To put it simply, when using a credit card to make a wager, rather than taking a chance on the outcome of the game, you’re instead using another person’s credit card. This might not seem like a wise decision, but in most cases, it’s the opposite: it’s a very safe way to make a wager. Since credit cards carry significant risk, giving them the odds of winning on a football match is essentially giving them the odds of winning the entire World Cup. It’s essentially the same as saying: “I’m willing to take this risk on your behalf.” From a purely mathematical standpoint, this makes perfect sense. If you’re going to be using credit cards to make wagers anyway, why not give them the best possible odds?
What Kind Of Returns Do You Expect On Your Investments?
The key takeaway from all of this is that, rather than taking a gamble on the outcome of a game, you’re using a financial asset (in this case, a credit card) to make an investment – in this case, the investment is in the team you’re backing. Naturally, you want to know how much you can expect to earn back on your investment – in this case, your credit card. Specifically, if you stake $100 on a team that wins, you’ll need to bet $100 X the odds of winning to break even – in other words, you’ll need to win twice (plus some) to recoup your $100 (plus some).
Now, if you want to find the return on investment for a bet that’s just been made using your credit card, you can use
Why Are Credit Cards Accepted Wherever You Go?

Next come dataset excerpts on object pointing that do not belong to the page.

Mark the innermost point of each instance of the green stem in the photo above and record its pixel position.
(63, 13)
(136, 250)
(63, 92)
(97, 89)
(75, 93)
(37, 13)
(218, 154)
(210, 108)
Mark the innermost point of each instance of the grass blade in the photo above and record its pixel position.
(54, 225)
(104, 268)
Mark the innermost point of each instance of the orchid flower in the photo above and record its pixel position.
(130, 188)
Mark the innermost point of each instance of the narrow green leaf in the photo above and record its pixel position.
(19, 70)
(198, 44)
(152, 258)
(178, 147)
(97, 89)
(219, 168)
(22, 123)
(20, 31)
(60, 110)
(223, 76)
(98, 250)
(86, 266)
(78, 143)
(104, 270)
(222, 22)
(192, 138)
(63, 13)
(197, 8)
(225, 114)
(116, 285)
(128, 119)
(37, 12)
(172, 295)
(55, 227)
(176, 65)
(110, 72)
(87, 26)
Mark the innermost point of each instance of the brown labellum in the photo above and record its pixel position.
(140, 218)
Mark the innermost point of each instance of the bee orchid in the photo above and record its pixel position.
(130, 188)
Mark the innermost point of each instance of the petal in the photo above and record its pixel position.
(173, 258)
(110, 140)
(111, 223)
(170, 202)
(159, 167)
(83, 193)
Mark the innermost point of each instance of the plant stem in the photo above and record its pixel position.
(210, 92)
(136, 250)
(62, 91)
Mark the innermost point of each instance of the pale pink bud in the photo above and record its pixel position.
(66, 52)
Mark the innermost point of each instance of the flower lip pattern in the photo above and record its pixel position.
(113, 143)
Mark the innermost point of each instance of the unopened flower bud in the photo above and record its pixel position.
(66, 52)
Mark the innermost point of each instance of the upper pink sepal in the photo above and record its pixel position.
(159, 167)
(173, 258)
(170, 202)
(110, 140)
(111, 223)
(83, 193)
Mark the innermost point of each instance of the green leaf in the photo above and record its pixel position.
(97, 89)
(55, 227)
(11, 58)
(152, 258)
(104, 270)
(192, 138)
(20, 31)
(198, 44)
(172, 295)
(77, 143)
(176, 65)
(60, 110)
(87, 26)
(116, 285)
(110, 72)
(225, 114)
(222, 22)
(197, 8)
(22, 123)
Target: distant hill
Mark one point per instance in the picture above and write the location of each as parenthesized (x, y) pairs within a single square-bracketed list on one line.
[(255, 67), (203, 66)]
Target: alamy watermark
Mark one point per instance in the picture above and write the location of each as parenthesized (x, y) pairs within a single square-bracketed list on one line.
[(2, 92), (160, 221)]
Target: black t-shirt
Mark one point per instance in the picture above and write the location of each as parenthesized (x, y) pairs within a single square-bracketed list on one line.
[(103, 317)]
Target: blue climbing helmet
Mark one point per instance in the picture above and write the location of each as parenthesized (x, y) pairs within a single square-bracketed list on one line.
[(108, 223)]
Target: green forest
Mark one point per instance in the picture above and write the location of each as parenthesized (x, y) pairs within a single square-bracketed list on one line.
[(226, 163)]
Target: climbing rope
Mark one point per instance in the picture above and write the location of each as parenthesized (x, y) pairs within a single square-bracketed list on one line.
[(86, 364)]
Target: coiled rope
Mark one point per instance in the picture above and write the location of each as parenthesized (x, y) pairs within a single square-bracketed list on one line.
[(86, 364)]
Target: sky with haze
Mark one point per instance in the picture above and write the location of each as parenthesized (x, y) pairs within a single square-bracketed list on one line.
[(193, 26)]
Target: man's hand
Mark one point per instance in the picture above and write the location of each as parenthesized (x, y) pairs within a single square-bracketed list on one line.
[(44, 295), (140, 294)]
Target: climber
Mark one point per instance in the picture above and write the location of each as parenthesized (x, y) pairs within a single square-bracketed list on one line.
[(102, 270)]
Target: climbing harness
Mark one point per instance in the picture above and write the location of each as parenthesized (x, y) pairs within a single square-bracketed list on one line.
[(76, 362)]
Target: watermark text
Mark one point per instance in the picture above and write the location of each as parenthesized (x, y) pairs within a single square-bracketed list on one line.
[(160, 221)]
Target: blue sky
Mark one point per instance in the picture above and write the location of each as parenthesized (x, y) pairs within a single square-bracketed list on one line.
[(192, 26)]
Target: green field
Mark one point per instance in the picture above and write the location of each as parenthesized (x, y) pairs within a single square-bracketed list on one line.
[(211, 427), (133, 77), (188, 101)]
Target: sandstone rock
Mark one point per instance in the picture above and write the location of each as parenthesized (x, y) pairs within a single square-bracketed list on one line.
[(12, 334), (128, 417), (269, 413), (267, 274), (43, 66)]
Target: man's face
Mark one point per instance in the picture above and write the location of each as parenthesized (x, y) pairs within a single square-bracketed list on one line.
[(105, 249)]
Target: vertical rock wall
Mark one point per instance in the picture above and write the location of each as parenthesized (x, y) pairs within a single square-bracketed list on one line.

As previously stated, one of the significant advantages of using credit cards is that they’re accepted everywhere – including online casinos. Since the online casino community is global and based on the internet, credit cards are simply accepted online as a matter of course. In most cases, in order to make a purchase, you’ll simply need to insert your credit card and make the purchase. In most cases, there will be no additional fees – unless, of course, you’re going to withdraw the funds from your credit card before the purchase is complete. In most cases, credit cards are the perfect solution for online gamblers who want to make a quick, simple and cost-efficient purchase and don’t want to worry about chargebacks.
In some cases, a credit card might not be the best choice – if, for instance, you want to gamble with real cash rather than spending it on virtual currency. In some other cases, it might not be the most convenient choice – if, for example, you’re in a country where cash advances are not available (and you don’t want to use a credit card to get the cash anyway).